Gleeson is continually being asked by investors “why would I want to claim depreciation on properties that are negatively geared in the current year when it won’t reduce my income, but will have the impact of reducing my cost base when I sell?”
This view is that investors will only want to claim depreciation on properties that are cash flow positive to a point where they are breaking even.
“Claiming depreciation is an incentive that is available, but isn’t a choice – if you don’t claim it in full you may miss out,” said Sian Sinclair, tax partner at Grant Thornton. “The adjustment to the cost base of an asset has to be made regardless of whether you have chosen to claim depreciation in the past or not, so why miss out on claiming the entire deductions that are, at least partially, going to reduce your cost base anyway.”
Gleeson noted that there are two further points that must be taken into account under Labor’s proposal.
“Firstly, it suggests that any losses incurred can be carried forward to offset against any future gains on sale, therefore reducing the potential CGT,” he said. “Secondly, investors who purchase an Investment property post 1st July 2017 lose negative gearing tax offsets, and face a double whammy with a reduction in the 50 per cent CGT exemption to just 25 per cent.”
The current government is remaining coy about negative gearing, though they have ruled out changes to CGT exemptions (at least outside of superannuation). It appears that their preference is for a cap on deductions, perhaps up to a percentage of their income.
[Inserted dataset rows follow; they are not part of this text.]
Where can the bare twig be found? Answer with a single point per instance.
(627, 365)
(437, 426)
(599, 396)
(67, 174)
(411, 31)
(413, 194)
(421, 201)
Taking the assumptions made as part of Labor’s proposed reforms currently under scrutiny, Gleeson has provided a worked example of a new negatively geared property purchased for the median BCC house sale price (as at January 2016), of $610,000 to demonstrate the impact. This example assumes the property was neutrally geared prior to depreciation being applied and remained so for the five-year holding period.
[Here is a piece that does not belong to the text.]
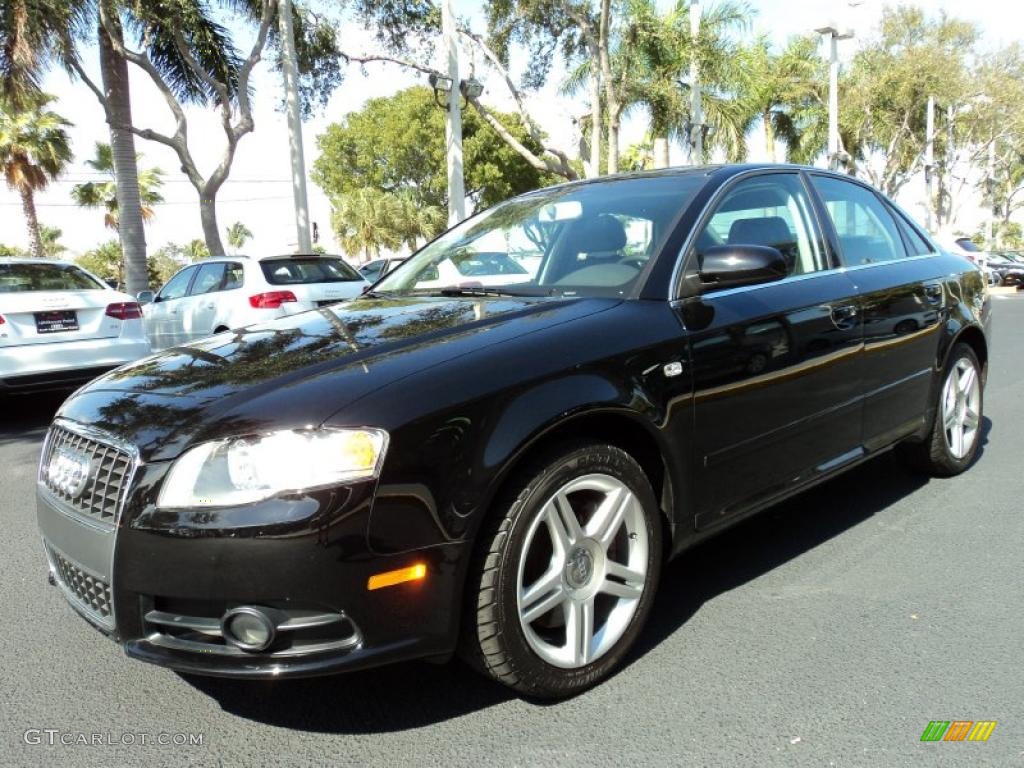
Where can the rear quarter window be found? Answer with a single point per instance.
(291, 271)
If we assume a five-year holding period on the investment, the current capital allowance depreciation deductions under Div 43 is $27,500. Under the new proposals, there would be no direct benefit from claiming depreciation year on year as there is no direct effect on the property investor’s cash flow and no ability to offset any “losses” against personal income.
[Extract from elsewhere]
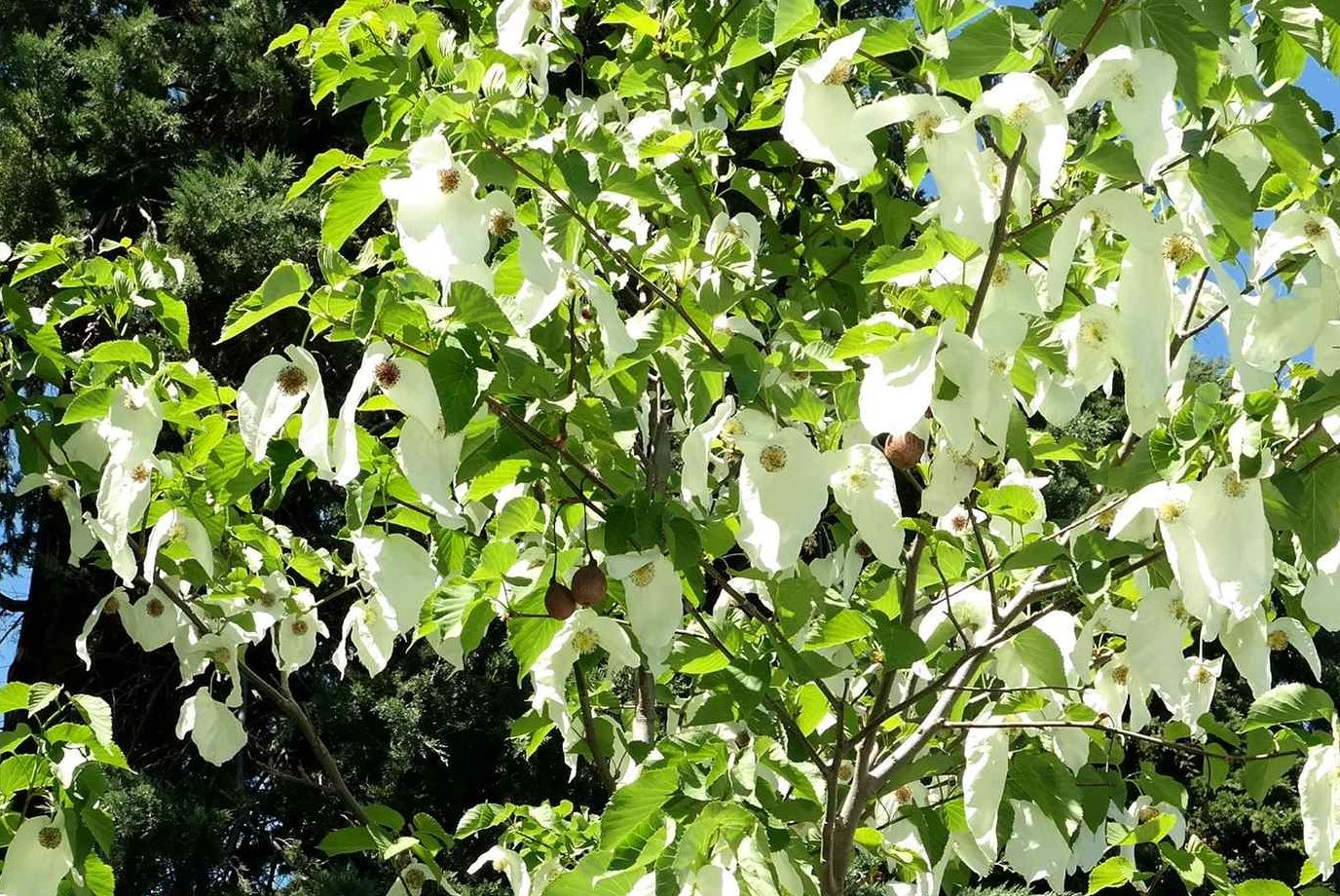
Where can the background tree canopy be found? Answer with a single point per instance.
(170, 121)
Under the current rules, when the investment runs its course over the five years, the net effect of the cumulative depreciation offset is likely to be as high as $15,939 based on a marginal tax rate of 37 per cent.
The real loss directly impacts the net tax position of the property investment when the property investor sells the asset, as it results in a typical investor paying approximately 84 per cent more in tax on their investment property over a five-year holding period.
“When directly considering the effects of the proposed changes on depreciation relating to negatively geared existing properties purchased post 1 July 2017, the effect could be dramatic,” Gleeson said.
“Depending on how deducting the cumulative losses on the property is handled within the CGT calculation, depreciation will still need to be known at the CGT event to reduce the capital gain. However, the difference depreciation makes on CGT is diminished by the decrease in the exemption. Additionally, the cumulative losses are deducted from the capital gain but the investor has received no tax benefit from those losses throughout the holding period, which also reduces the positive effect depreciation has on an investor’s cash flow.”
Is depreciation here to stay?
The incentive to produce income-generating assets rather than focusing on the tax liability incentives is likely to change an investor’s portfolio mix, which is also likely to have an impact on demand for certain types of property. This may also change the dynamics of financing these investments if the incentive to negatively gear a property is removed. Over time, it may give rise to a greater need for depreciation as a result of cash flow positive properties needing to offset non-cash losses against the profits generated on a positively geared property.
So the question remains, who wins under these proposals? Is it purely an opportunity to raise revenue for the government as an alternative to a change in the GST or a safer bet than taking on superannuation? Are there bigger winners and losers falling out of the longer term impacts to the property and finance sectors?
The good news is that depreciation is here to stay. It is a legitimate claim on the fair wear and tear on a building and the fittings within. Labor’s proposal may diminish the positive effects depreciation has on a negatively geared existing property but it doesn’t negate the need to claim depreciation. Positively geared properties as well as new properties will continue to benefit as before.